## Chapter 9: Principles of Feature Engineering and Selection

# 9.1 Data cleaning 

Every machine learning paradigm requires that the data we deal with consists strictly of *numerical values*, however raw data does not always come pre-packaged in this manner.  In in this Section we briefly describe two of the most common ways input features of a dataset may violate this numerical necessity: either when a dataset has *missing input values*, or when it consists of *categorical features*.  

In [6]:
import pandas as pd
import numpy as np
import sys
import csv

## 9.1.1  Filtering out irrelevant features

- functionally, if all elements of a given input feature are constant the feature has no discriminative power


- mathematically this simply result in all input models essentially adding a constant $c$ to them

\begin{equation}
model + x_{p,n}w_n = model + c = \approx y_p
\end{equation}


- thus such input features can be removed from a dataset

## 9.1.1  Handeling missing feature information

- Real world data can contain *missing values* due to human error in collection, storage issues, faulty sensors, etc.,


- If a supervised learning datapoint is missing its *output* value - e.g., if a classification datapoint is missing its *label* - there can be little we can do to salvage the datapoint, and usually throw it away


- However a datapoint with missing *input (feature) values* can be salvaged


- When data is a scarce resource, which can occur in buisness, statistics, and social science applications we do not want to just throw away data with missing *input* entries


- If we have a datapoint $\mathbf{x}_p$ with missing entries, we want our machine learning model to (naturally) *ignore* these missing entries since they cannot possible contribute to learning (they are missing after all)


- However in order to *feed this datapoint* into a machine learning model we must set these missing entries to some numerical value(s), but what values should we set them too?
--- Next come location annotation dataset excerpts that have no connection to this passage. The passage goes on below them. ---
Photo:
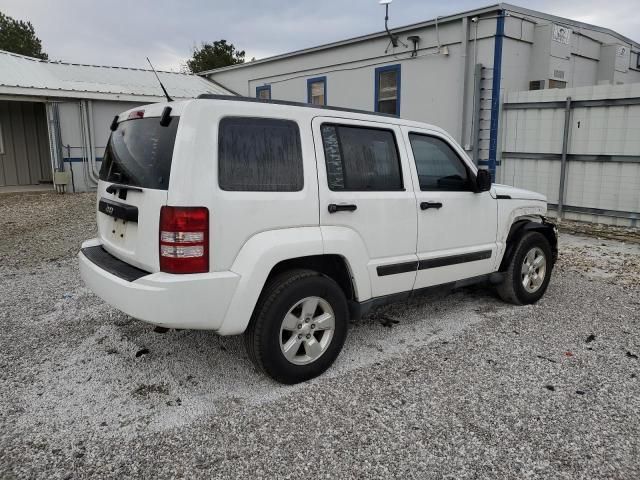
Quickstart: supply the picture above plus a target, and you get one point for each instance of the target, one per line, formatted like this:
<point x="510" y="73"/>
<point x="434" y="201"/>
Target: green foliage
<point x="19" y="37"/>
<point x="214" y="55"/>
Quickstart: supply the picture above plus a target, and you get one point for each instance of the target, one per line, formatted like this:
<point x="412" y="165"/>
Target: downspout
<point x="465" y="83"/>
<point x="51" y="134"/>
<point x="495" y="95"/>
<point x="92" y="143"/>
<point x="87" y="143"/>
<point x="83" y="145"/>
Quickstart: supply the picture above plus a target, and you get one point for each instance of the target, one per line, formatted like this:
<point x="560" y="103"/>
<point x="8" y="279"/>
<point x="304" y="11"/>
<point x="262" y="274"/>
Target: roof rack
<point x="232" y="98"/>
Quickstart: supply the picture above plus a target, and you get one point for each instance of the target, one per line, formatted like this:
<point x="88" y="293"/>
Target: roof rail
<point x="232" y="98"/>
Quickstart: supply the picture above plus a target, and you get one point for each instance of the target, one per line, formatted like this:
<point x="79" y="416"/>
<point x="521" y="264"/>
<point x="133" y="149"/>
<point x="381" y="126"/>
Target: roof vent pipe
<point x="393" y="39"/>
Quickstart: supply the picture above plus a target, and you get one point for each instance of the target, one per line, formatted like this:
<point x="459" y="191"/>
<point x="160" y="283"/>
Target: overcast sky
<point x="123" y="32"/>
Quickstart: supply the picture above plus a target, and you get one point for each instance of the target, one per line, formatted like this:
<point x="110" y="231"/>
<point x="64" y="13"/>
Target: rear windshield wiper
<point x="114" y="187"/>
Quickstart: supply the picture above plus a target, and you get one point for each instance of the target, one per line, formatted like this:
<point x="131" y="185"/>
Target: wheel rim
<point x="307" y="330"/>
<point x="534" y="270"/>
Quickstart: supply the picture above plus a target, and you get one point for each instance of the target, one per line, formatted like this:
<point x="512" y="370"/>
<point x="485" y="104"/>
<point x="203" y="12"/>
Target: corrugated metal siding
<point x="26" y="159"/>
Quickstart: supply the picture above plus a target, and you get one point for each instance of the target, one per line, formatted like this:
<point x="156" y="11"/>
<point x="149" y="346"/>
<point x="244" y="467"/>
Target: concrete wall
<point x="603" y="170"/>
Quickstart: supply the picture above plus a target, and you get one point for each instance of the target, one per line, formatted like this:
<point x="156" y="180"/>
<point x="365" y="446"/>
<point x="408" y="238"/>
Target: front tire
<point x="529" y="271"/>
<point x="298" y="327"/>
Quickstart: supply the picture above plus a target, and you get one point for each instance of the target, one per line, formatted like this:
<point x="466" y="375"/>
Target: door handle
<point x="426" y="205"/>
<point x="333" y="208"/>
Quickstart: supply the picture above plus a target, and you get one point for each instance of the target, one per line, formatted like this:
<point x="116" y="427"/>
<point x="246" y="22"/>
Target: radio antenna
<point x="169" y="99"/>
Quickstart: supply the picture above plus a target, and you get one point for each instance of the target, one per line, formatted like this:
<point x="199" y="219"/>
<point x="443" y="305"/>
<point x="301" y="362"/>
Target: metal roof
<point x="444" y="19"/>
<point x="20" y="75"/>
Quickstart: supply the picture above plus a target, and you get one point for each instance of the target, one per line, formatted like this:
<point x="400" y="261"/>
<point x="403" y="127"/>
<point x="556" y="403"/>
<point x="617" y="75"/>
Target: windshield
<point x="139" y="153"/>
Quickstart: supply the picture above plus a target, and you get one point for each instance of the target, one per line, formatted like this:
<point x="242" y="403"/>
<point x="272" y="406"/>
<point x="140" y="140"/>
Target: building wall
<point x="72" y="142"/>
<point x="439" y="89"/>
<point x="24" y="147"/>
<point x="433" y="87"/>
- Values closer to the mean of input feature values are *less* indicative than those further away


- why

## 9.1.1  Handling categorical features

Lets assume we want to classify individuals into two classes, affluent and not-affluent, using data that has, among many other features, the *most commonly used method of transportation* as an input feature with four possible outcomes: **walking**, **biking**, **driving**, and **public transportation**. How can we translate these outcomes into numbers decipherable by computers? Well, the first approach anyone might guess is to assign a distinct number to each outcome, e.g., 1 to walking, 2 to biking, 3 to driving, and 4 to public transportation. Seems easy enough!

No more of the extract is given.